Sayın Erdoğan dün Israil ziyaretini iptal ederek bu yıl BM Genel Kurulu aralığında Binyamin Netanyahu ile el sıkıştığı için üzgün olduğunu belirtti.
Bu ateşli, sembolik ve propaganda amaçlı ifadeler ve girişimler Gazze’de Filistin halkı açısından hiçbir şeyi değiştirmiyor. Pervasızca öldürülen çocuklar, anestezisiz, ilaçsız, doktorsuz sokaklarda bırakılan yaralılar, açlık ve susuzluktan acı çeken, bir ölümden diğerine kaçan çaresiz erkekler ile kadınların evleri yıkılıyor, her şeylerini kaybettiler. Çünkü suçlu siyonist rejimi kamplardan barınaklara, camilerden kiliselere, okullardan hastanelere, evlerden sokaklara kadar hiçbir ayrım ve fark gözetmeden bombalıyor.
NATO üyesi Müslüman bir ülkenin Cumhurbaşkanı olarak Erdoğan’ın bu ifadeleri Gazze halkına su mu, ekmek mi, ev mi, barınak mı, yaralara ilaç mı hatta yedi bin şehidin mezarlığı mı olacak?
Medya, Erdoğan’ı hızla İslam dünyasının Gazze halkına adalet talep eden en büyük liderine dönüştürebilir. Peki, Gazze halkına sorarsanız Erdoğan’ın yardımlarından bir şey hatırlıyorlar mı?
Erdoğan ülkesinin Gazze halkına yaptığı yardımı artırdığını ve Gazze’ye ulaşmak üzere Mısır’a 200 ton yardım gönderdiğini belirtti. Düne kadar Azerbaycan’ın yanında savaşan, Dağlık Karabağ’ı geri alan ülkenin gücü bu mudur? Rus ordusuna karsı savaşması için Bayraktar insansız hava araçlarını (IHA) Ukrayna’ya veren bir ülke Amerikan ve NATO silahlarının ateşi altında can veren ve yok olan
Gazze halkı için bir şey yapamaz mı?
Her gün komsularını kuzeyden güneye ölümcül bombalamalarla hedef alan bir ülke, 200 tondan gıda yardımının ötesinde Gazze’ye hiçbir şey yapamaz ve Israil’i kontrol altına alamaz mı?

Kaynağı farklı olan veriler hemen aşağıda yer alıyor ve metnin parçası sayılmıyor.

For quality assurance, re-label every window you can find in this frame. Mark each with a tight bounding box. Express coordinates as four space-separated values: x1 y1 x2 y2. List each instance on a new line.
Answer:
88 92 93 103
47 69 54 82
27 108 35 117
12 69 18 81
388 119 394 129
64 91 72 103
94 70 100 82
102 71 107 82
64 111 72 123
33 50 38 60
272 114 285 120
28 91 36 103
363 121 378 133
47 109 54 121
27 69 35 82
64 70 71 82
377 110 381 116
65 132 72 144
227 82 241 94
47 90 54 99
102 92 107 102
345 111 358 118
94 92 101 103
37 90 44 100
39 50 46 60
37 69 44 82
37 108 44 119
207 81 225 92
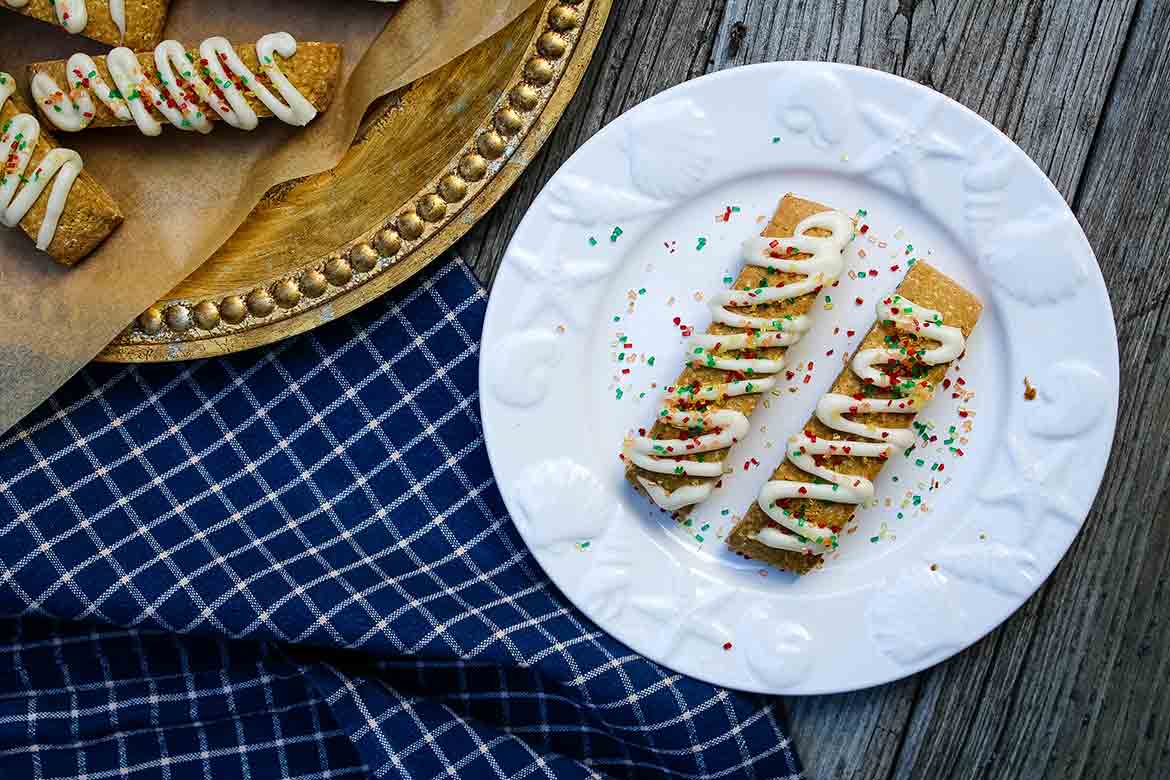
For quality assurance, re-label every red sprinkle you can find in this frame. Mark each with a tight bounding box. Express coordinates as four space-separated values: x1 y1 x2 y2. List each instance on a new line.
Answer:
860 224 869 234
846 330 855 337
723 642 733 651
855 297 864 305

Bu basit bir şey. Erdoğan, Bin Selman, General Sisi, Şeyh Hamad, Şeyh Muhammed gibi liderler, İslam ve Arap dünyasının diğer gayretsiz şeyhleri, kralları ve prensleri gerçekten istiyorlarsa Israil olmaz,
Filistin topraklarına kavuşur ayrıca ABD ile NATO’nun Orta Doğu ve İslam ülkeleri üzerindeki sömürge hegemonyası kesinlikle sona erer, bu hızla gerçekleşir, dünya değişir.
Bu yüzen kimse Erdoğan gibi ikiyüzlü aktörlerin popülist propagandalarına, duygusal konuşmalarına, sahte uyarılarına, insan hakları jestlerine aldırış etmesin ve inanmasın.
Gerçek ayna Gazze’dedir. Savunmasız Filistin halkının içler acısı durumu, Amerika ve Avrupa’nın tam desteğiyle Israil’in cani rejimi tarafından bu insanların kanları, yaraları, yıkımları, açlıkları ve kademeli olarak toplu katliamları sunu açıkça gösteriyor ki Erdoğan gibi liderlerin yanı sıra İslam-Arap dünyasının diğer kukla kralları ve sultanları nerede duruyor, neden hiçbir şey yapmıyorlar?
Israil de Erdoğan ve Bin Selman gibi isimlerin propaganda sözlerini, kınama açıklamalarını da hiç önemsemiyor. Zira perde arkasında bu sahte rejimin kayıtsız şartsız vesayeti altında olduklarını, kendi kaderlerine ve milletlerine hükmetme konusunda Amerika’nın iradesine ve gücüne teslim olduklarını biliyor.”